I don’t get why you did another full roast on Boxing Day when you clearly didn’t want to. I’d have done picky bits instead. You sound like you are being a bit of a martyr about it.

What was the ‘toast’ all about?!

C8H10N4O2 · 27/12/2018 11:08

if a dil posted saying she had been expected to eat an unexpected Christmas dinner in the presence of animals she was allergic to, she would have been told she was absolutely right to get out of there as quickly as possible!

Or just as likely that if she wants to invite herself for a convenient stop off with food thrown in then its up to her to get some antihistamines.

We don't know whose idea/expectation it was to have a full Christmas meal but really, this is just boorish behaviour. Its basic table manners to wait for everyone to be served and for people to finish. At the least make apologies and beg to be excused as you have a long journey (although apparently time to spend a couple of hours in the pub).

HolesinTheSoles · 27/12/2018 11:09

I think the dress thing was probably a misunderstanding. She probably didn't consider dress shopping as a big emotional event and assumed you were just asking her as a courtesy. Obviously from your perspective you were reaching out, especially after loosing your mother, and she knocked you back.

The meal thing was rude and tactless. He should have noticed that effort had been made and been grateful. I think you probably need to lower your expectations. Next time they come round don't spend time and money on a nice meal - just chuck some baked potatoes in the oven or whatever. If Fil has gone for a nap just carry on with whatever you were going to do without him..

HolesinTheSoles · 27/12/2018 11:11

I have to say that if a dil posted saying she had been expected to eat an unexpected Christmas dinner in the presence of animals she was allergic to, she would have been told she was absolutely right to get out of there as quickly as possible!
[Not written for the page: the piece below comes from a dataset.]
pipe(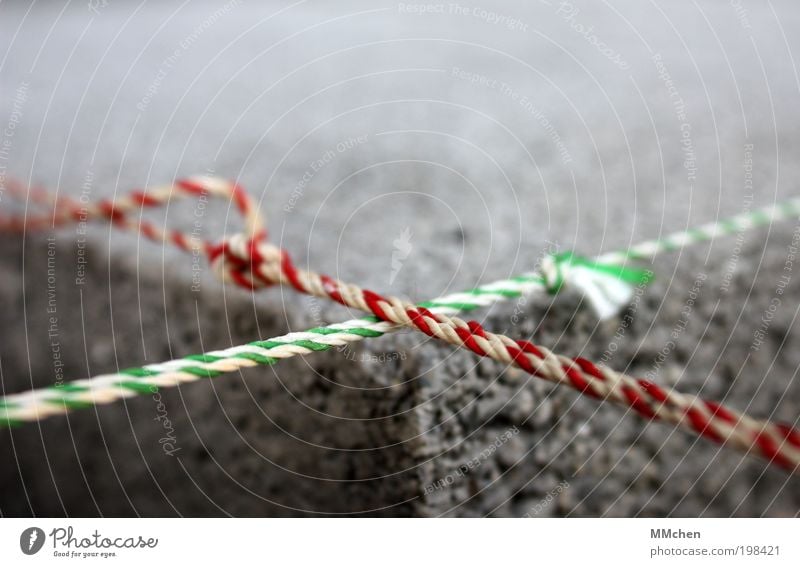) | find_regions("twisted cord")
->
[0,178,800,470]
Not if she had invited herself round on Boxing day knowing there would be pets there and hadn't bothered to take any OTC medication. Even if the pets were a huge issue he could have excused himself politely and explained he was having an allergic reaction/was tired etc.

BertrandRussell · 27/12/2018 15:02

Yes-he behaved boorishly. My point was that the behaviour would have been interpreted differently if it had come from a different person.

OMGFFS · 27/12/2018 15:27

Lovingbenidorm - Jesus love go back to the 40s

Heatherjayne1972 · 27/12/2018 15:38

So next year do a buffet style lunch on Boxing Day much less stress
Then straight away do the present thing. - in our family we give everyone their gift and all open together rather than one at a time

Btw I’d be very offended if I invited someone over and they went to the pub. That’s bad manners

It was nice of you to invite the mil to go dress shopping but she may not have felt it was her place I think you’ve got to let it go

MrsWillGardner · 27/12/2018 16:58

With all due respect, you tolerate your mil because she wouldn’t go dress shopping with you? She told you she wanted a surprise (fair enough) and you still hate her for that 2 1/2 years later? Completely understand your own mother had passed 6 months earlier but you need to let this grievance go after this long. Have you thought that she may just have assumed you were ‘just’ inviting her to be polite, rather than as support for you? Have you ever even told her this?